Apartó el tejido de su regazo y lo colocó sobre una silla a su lado. De golpe la bombilla se desprendió de la pantalla y cruzó entre Angelita y yo, lentamente, como pudiera hacerlo la pluma desprendida de un ave; luego la luz comenzó a proyectarse a la inversa, desde debajo de la falda de Angelita, a través de su piel, de sus vestidos ya sin color. Tuve la impresión de que Angelita se estaba convirtiendo en una bombilla. Lo increíble era, sin embargo, que tanta transparencia no impedía que la silueta de la mujer, ahora de pie, bailoteara todavía pastosamente en las paredes, en las maderas del techo, fragmentada en numerosas sombras iguales.
Salté de mi asiento como un muñeco disparado por un resorte. Sin mirar hacia atrás salí a la calle y corrí hasta el auto. Gustavo seguía durmiendo, desnucado sobre el asiento, con los dedos apoyados levemente en el timón. Lo sacudí hasta que abrió los ojos.
—Estamos muertos, Gustavo —le dije.
—No, teniente, eso ocurrió en el sueño que acabo de tener.
Me contó que había soñado mi conversación con Angelta. No se le escapó un solo detalle, ni siquiera el de las jaulas como frutos sonoros del framboyán. Pensé que ya no había nada más que hacer, salvo aceptar la idea de que estábamos muertos y comportarnos como tales. Gustavo me dijo que ésa era una idea idiota.
Entonces le dije que me explicara lo sucedido en nuestra última operación militar (yo únicamente recordaba el viento barriendo las montañas, los disparos que chicoteaban en las cortezas de los grandes árboles y la orina metálica de los casquillos que caían a nuestros pies). Gustavo aproximó las cejas para facilitar el nacimiento de una larga arruga en su frente y me contestó que él tampoco recordaba nada más. Insistió, sin embargo, en que ninguno de los dos estaba muerto.
—Trata de salir del auto sin abrir la portezuela —dije.
Gustavo trató de hacerlo y no pudo. Lo apremié con la mirada, levantando las cejas, para que repitiera la operación y lo sentí de nuevo golpear, jadeante, contra la portezuela.
—Ya lo ve, teniente —dijo e intentó sonreír con ese entusiasmo infantil que ponemos en parecer alegres cuando acabamos de tener un accidente y más vale echarnos a llorar bajo la magulladura. Volví a levantar las cejas, tercamente, y Gustavo concluyó lanzándome una húmeda mirada de impotencia mientras se frotaba de arriba abajo el brazo izquierdo, seguramente dolorido.
—¿Habrá algún programa musical ahora? —pregunté buscando con la espalda la comodidad del asiento, vencido por la evidencia.
—Son sus nervios, teniente —dijo Gustavo a tiempo que encendía el radio.
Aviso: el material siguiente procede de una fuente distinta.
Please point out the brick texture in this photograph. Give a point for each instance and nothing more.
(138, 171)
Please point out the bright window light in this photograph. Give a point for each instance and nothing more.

Puso en marcha el carro y se sonrió cuando yo le dije que nos quedaríamos en Santa Clara esa noche, en cualquier hotel. De repente sentí deseos de abrazarlo pero me contuve. Incomprensiblemente me llegó también la idea de encontrármelo en la calle, un día de lluvia, y cubrirlo con un periódico.
Luego me conformé con darle una palmadita en el hombro, arrepentido de haberle estropeado la cita con una amiga.
—Será mañana —dije.
—¿Qué cosa?
—Cuando podrás ver a tu amiga...
—Usted sabe mucho, teniente.
Gustavo llevó otra vez su mano hasta el botón del radio y la aguja se deslizó sobre la esfera. Se escuchó la voz de un locutor: Esta tarde serán los funerales del teniente Virgilio Montejo, muerto heroicamente en el cumplimiento de su deber...El último comunicado del Estado Mayor del ejército dice: El teniente Virgilio Montejo está vivo. Los héroes nunca mueren. Viven eternamente en el recuerdo emocionado de su pueblo.
—¿Están hablando de mí, Gustavo? —pregunté distraídamente. Sacaba mi rostro por la ventanilla y lo hundía en el aire como en una almohada.
—Sí, teniente. Ya usted ve. Yo se lo dije: no tenía por qué preocuparse.